Akdeniz Belediyesi Çocuk ve Gençlik Sağlık Danışma Merkezi şiddete maruz kalan ve travma yaşayan çocuklara yönelik olarak bir proje başlattı.
Proje çerçevesinde başlayan etkinlikte, çoğunluğu cezaevinde hak ihlaline uğrayan çocuklar yaşadıkları travmaları anlattı, TBMM’ye yansımasını istedikleri taleplerini sıraladı
Şimdi Barış ve Özgürlük İçin Oyun Zamanı: Çocuklar Konuşuyor başlığı altında düzenlenen etkinlik katılımcıların risk altında olan, hak ihlaline uğrayan, sokakta çalışan, gözaltı ve cezaevi deneyimi olan, kamusal yaşam ve aile içinde şiddet gören çocuk ve gençlerle bir araya gelmesini sağlıyor.
Katılım hakkı
Akdeniz Belediyesi Çocuk ve Gençlik Sağlık Danışma Merkezi’nden Dr.
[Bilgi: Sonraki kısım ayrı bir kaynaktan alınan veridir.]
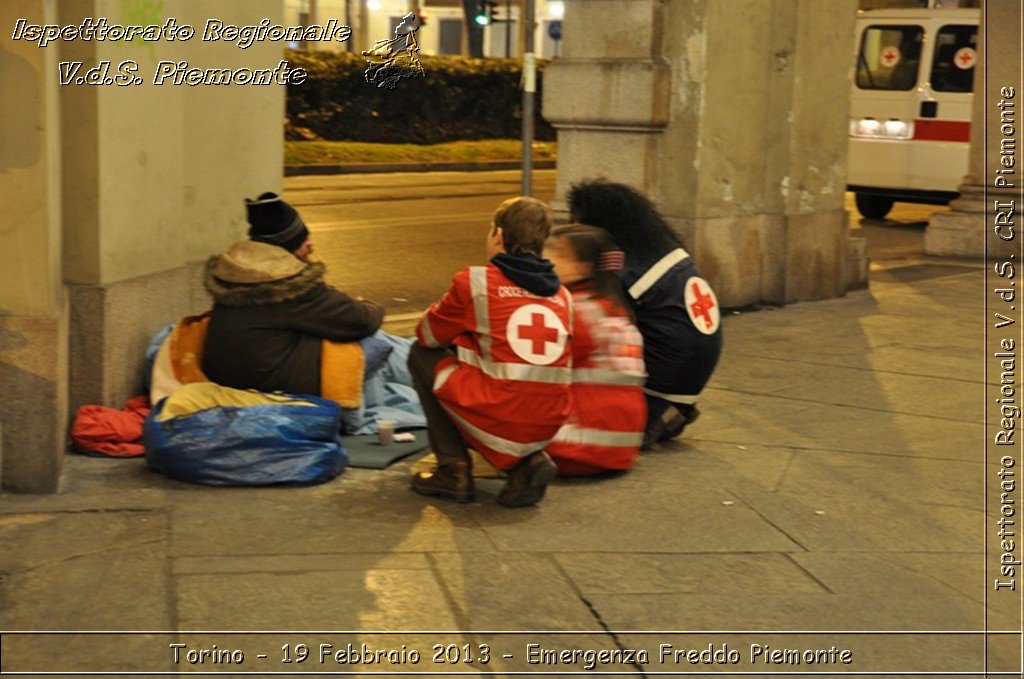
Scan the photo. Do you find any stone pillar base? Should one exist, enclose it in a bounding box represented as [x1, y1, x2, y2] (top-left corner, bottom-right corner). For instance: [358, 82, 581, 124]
[0, 307, 69, 492]
[68, 262, 209, 415]
[846, 235, 869, 291]
[925, 210, 987, 258]
[925, 186, 1016, 260]
[667, 209, 860, 308]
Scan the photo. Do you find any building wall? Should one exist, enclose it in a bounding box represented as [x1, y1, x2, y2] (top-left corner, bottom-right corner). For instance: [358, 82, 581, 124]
[1, 0, 68, 491]
[544, 0, 866, 308]
[1, 0, 286, 492]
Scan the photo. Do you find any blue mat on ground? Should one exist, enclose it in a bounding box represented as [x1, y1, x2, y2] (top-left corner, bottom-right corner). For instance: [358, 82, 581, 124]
[342, 430, 429, 469]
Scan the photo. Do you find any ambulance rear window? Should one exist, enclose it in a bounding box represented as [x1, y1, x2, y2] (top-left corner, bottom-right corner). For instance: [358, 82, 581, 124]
[930, 25, 977, 92]
[856, 25, 924, 91]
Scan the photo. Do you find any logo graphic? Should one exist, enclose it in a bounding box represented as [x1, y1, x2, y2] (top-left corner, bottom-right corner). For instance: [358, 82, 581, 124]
[506, 305, 568, 365]
[362, 12, 425, 90]
[684, 277, 720, 335]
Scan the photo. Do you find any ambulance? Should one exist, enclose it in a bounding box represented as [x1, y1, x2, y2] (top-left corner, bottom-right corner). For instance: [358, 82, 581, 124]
[847, 7, 979, 219]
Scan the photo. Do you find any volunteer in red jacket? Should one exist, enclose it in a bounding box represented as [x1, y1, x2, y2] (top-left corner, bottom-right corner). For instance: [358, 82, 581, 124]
[409, 197, 573, 507]
[543, 224, 646, 476]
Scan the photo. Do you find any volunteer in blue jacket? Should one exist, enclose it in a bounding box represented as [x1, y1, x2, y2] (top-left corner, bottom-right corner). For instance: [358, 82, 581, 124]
[567, 180, 723, 447]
Didem Gediz Gelegen projenin amacını “toplumsal yaşamda göz ardı edilen çocukların, kendi görüşlerini ifade etmelerine olanak sağlamak ve katılım haklarını kullanabilmelerini güçlendirmek” olarak tanımlıyor.
“Bu beraberlikle çocuklarla beraber gülmeyi, yazmayı, gezmeyi, konuşmayı, gezmeyi, yorulmayı, yeni insanlar tanımayı amaçladık. Çocukların barışın inşasında ve kendi yaşamlarının aktif özneleri olma yolunda güçlerine inancımız her geçen gün artarak büyüyor.”
Polis baskısı
Gönüllü katılımlarla sürdürülecek bir dizi etkinliğin ilkinde dün BDP Mersin Milletvekili Ertuğrul Kürkçü de bulundu.
Çocuklarla sohbet etmeden önce konuşan Kürkçü, “Türkiye’de, özellikle Kürtlerin büyük kentlere göçertilmiş kesimleri üzerinden halkı çaresiz ve tesirsiz bırakma, örgütlenme ve siyasi mücadeleye atılmalarını frenlemek açısından gençlerden ve çocuklardan başlayarak, ev işlerine kadar sirayet ettirilen bir genel gözetleme-kontrol, baskı altında tutma, caydırma, satın alma, ajanlaştırma gibi yönlerden sürüp giden bir faaliyet var” dedi.
Kürkçü konuşmasında aile, mahalle ve okulda yaşanan polis baskısı sonucu 13-18 yaşlarındaki çocukların psikolojik dengesizlik, korku ve travmayla karşı karşıya kaldıklarını da hatırlattı.
“Türkiye’de, ailelerin çocukları ile olan ilişkileri, çocukların okulla ve sivil hayatla olan ilişkileri bakımından polise verilmiş herhangi bir düzenleyici rol yok. Buna rağmen polis, genel olarak ailelerin efendisi, mahallelerin efendisi, okulların efendisi rolünü kendisine giderek artan bir biçimde ve keyfi bir tarzda talim ediyor.
“Bu yardımdan çok, -ki bu ailelere hiçbir yardım yapıldığı da söylenemez- polisin kendi kendine yardımı. Tırnak içinde, ‘potansiyel suçluları’ önceden keşfetmek, bunları listelemek, sistematik bir biçimde takip etmek ve yıldırmak için kurulduğu anlaşılan bir gayri-resmi, enformel bir mekanizma var.”